Le 9 août 2025, un nouveau chapitre s’ouvre dans la politique migratoire de l’Europe : le Royaume-Uni et la France déploient officiellement le mécanisme dit « One in, One Out », une entente bilatérale visant à faire face à la crise des traversées de la Manche. Selon cet accord, tous les migrants en situation irrégulière ayant tenté de rejoindre le Royaume-Uni par bateau pourront être renvoyés vers la France, mais un nombre équivalent sera accueilli dans l’autre sens, à condition qu’ils n’aient pas déjà tenté la traversée et passent des examens de sécurité préalables. Cette initiative marque la première collaboration concrète de taille depuis l’annulation du projet controversé de déportation vers le Rwanda — un tournant comparé à un « test grandeur nature » du contrôle migratoire du Labour de Sir Keir Starmer.
Une réponse politique forte à une situation migratoire explosive
Depuis 2024, le nombre de migrants tentant la traversée de la Manche à bord d’embarcations de fortune a explosé, avec plus de 20 000 arrivées enregistrées, une hausse spectaculaire de plus de 50 % par rapport à l’année précédente.
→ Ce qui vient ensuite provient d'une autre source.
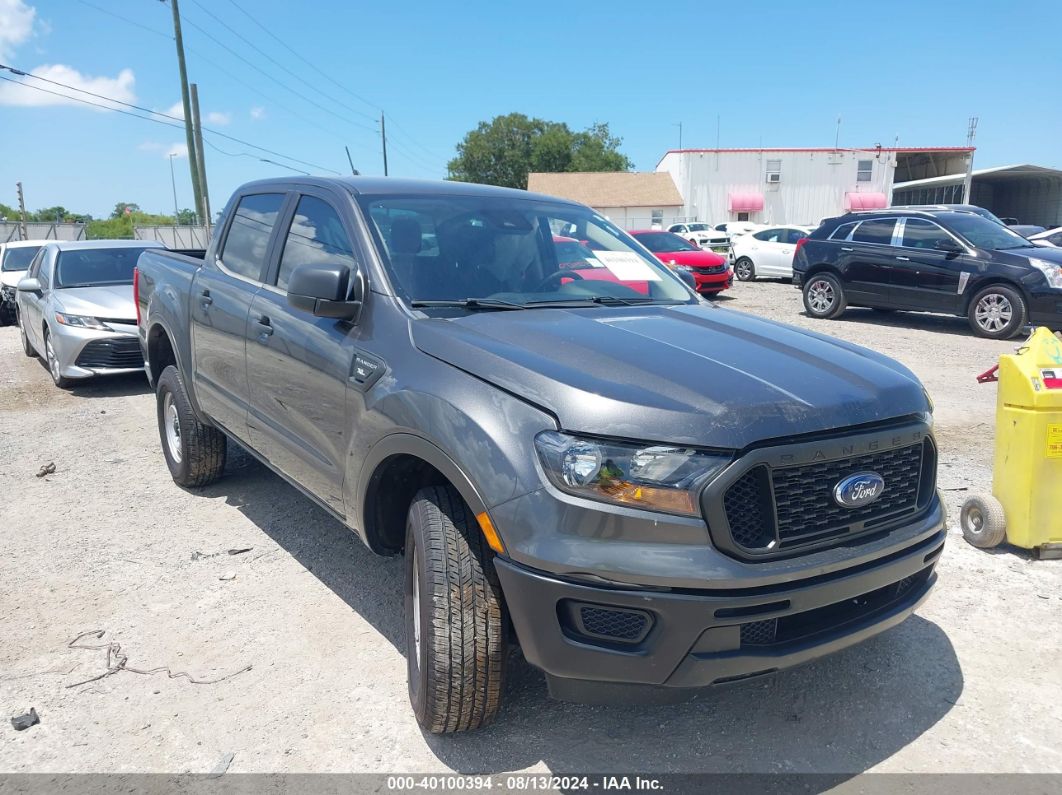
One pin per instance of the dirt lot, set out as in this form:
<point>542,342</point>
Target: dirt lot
<point>108,542</point>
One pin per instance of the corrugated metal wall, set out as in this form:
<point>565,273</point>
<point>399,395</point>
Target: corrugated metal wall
<point>811,187</point>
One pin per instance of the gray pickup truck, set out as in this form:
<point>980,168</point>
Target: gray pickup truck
<point>648,494</point>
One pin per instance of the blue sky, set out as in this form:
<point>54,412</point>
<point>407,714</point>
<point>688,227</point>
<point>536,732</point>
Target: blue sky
<point>776,73</point>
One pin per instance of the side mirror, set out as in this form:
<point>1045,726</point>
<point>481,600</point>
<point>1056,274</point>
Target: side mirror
<point>947,245</point>
<point>327,291</point>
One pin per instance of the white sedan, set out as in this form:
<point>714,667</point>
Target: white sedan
<point>767,253</point>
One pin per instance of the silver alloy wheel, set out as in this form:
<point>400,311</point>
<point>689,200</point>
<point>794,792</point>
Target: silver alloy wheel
<point>171,422</point>
<point>820,296</point>
<point>53,362</point>
<point>994,312</point>
<point>416,612</point>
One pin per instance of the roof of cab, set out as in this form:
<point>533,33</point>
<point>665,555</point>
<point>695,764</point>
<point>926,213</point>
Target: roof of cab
<point>397,186</point>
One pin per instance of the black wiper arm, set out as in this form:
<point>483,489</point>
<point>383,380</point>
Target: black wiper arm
<point>468,304</point>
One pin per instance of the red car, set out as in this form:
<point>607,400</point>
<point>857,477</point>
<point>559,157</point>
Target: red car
<point>712,272</point>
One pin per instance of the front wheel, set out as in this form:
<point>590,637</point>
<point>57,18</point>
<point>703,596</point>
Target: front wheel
<point>824,296</point>
<point>194,451</point>
<point>997,312</point>
<point>456,633</point>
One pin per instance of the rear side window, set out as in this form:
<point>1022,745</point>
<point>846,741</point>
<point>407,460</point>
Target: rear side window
<point>317,237</point>
<point>878,230</point>
<point>921,234</point>
<point>247,240</point>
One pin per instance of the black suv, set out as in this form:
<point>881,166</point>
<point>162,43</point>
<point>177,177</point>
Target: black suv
<point>931,261</point>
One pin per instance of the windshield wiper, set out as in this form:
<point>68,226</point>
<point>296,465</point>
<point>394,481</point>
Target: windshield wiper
<point>468,304</point>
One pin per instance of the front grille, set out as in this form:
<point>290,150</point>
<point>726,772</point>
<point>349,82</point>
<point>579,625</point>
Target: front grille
<point>117,353</point>
<point>772,510</point>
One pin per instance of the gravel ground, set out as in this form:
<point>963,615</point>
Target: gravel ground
<point>108,542</point>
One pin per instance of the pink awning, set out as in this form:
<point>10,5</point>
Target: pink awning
<point>746,202</point>
<point>866,201</point>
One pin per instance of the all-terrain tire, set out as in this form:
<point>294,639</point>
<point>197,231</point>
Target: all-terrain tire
<point>194,451</point>
<point>456,621</point>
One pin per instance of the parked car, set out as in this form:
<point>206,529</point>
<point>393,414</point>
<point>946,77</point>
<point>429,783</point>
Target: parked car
<point>768,252</point>
<point>15,258</point>
<point>75,308</point>
<point>702,236</point>
<point>646,493</point>
<point>711,272</point>
<point>1049,238</point>
<point>935,261</point>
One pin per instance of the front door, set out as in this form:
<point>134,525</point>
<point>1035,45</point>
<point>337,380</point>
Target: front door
<point>298,364</point>
<point>221,296</point>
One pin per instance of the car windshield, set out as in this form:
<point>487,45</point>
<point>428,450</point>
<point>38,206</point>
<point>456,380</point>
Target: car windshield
<point>985,234</point>
<point>96,266</point>
<point>658,242</point>
<point>19,259</point>
<point>491,253</point>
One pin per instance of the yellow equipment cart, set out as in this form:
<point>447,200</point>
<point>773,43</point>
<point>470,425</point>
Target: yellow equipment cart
<point>1026,505</point>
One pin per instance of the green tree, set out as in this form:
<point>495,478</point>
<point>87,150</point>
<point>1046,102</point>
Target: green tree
<point>504,150</point>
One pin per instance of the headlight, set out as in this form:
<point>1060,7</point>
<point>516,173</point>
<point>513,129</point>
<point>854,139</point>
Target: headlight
<point>80,321</point>
<point>1051,271</point>
<point>650,477</point>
Face à ce constat, l’accord « One in, One Out », annoncé en juillet par le Premier ministre Keir Starmer et le Président Emmanuel Macron, vise à instaurer un équilibre strict : chaque personne refoulée vers la France pourrait être compensée par l’accueil d’un migrant français acceptable au Royaume-Uni.
Dans cette optique, le mécanisme initial prévoit une phase test d’une soixantaine de personnes par semaine, ce qui, bien que limité dans l’absolu, représente un signal politique fort. Il s’agit tant de lutter contre les réseaux de passeurs, que de proposer des voies plus régulées, au nom de la sécurité internationale et du contrôle efficace des frontières. L’initiative est cependant déjà jugée insuffisante par certains acteurs associatifs et partis de l’opposition, qui dénoncent des risques d’inhumanité, de complexité juridique et de signal dangereux pour les droits d’asile.
Enjeux juridiques, humains et diplomatiques du dispositif
Un enjeu majeur de ce mécanisme réside dans son application judiciaire concrète : les migrants concernés doivent être déboutés s’ils ont déjà tenté la traversée ou s’ils ne présentent pas de documents d’identité valides, selon la volonté affichée de Londres. Le Ministère de l’Intérieur britannique avance que les premières détentions — environ 155 migrants — ont déjà eu lieu, les personnes étant placées en centre de rétention, en attendant d’éventuelles déportations dès le 24 août, sous réserve de procédures judiciaires en cours.
Mais derrière la technicité de ce dispositif technique, c’est la dimension diplomatique qui interpelle. Cet accord inédit pourrait ouvrir une nouvelle ère de coopération entre Paris et Londres, longtemps éclipsée par les tensions post-Brexit. Il pourrait aussi devenir un modèle à suivre en Europe, notamment pour les États confrontés à des routes migratoires similaires. À l’inverse, ses détracteurs — notamment des ONG, des organisations de défense des réfugiés et l’opposition — y voient une contrevérité morale et légale, soulignant que le Royaume-Uni externalise ses responsabilités, sans garantir la protection des demandes d’asile.
Cela marque un tournant diplomatique et politique majeur : avec le lancement du mécanisme « One in, One Out », la gestion migratoire transmanche entre dans une nouvelle phase, où la coopération tente de conjuguer contrôle et responsabilité. À première vue, cette initiative incarne une réponse ferme aux pressions migratoires, un geste de rééquilibrage des responsabilités, et une manière d’établir des voies régulées plus sûres.
Pour autant, elle soulève des questions cruciales sur le respect des droits fondamentaux, l’efficience juridique et la durabilité de la coopération européenne. L’avenir nous dira si ce système restera un test expérimental ou si, au contraire, il se transformera en référence incontournable dans la lutte contre l’immigration illégale.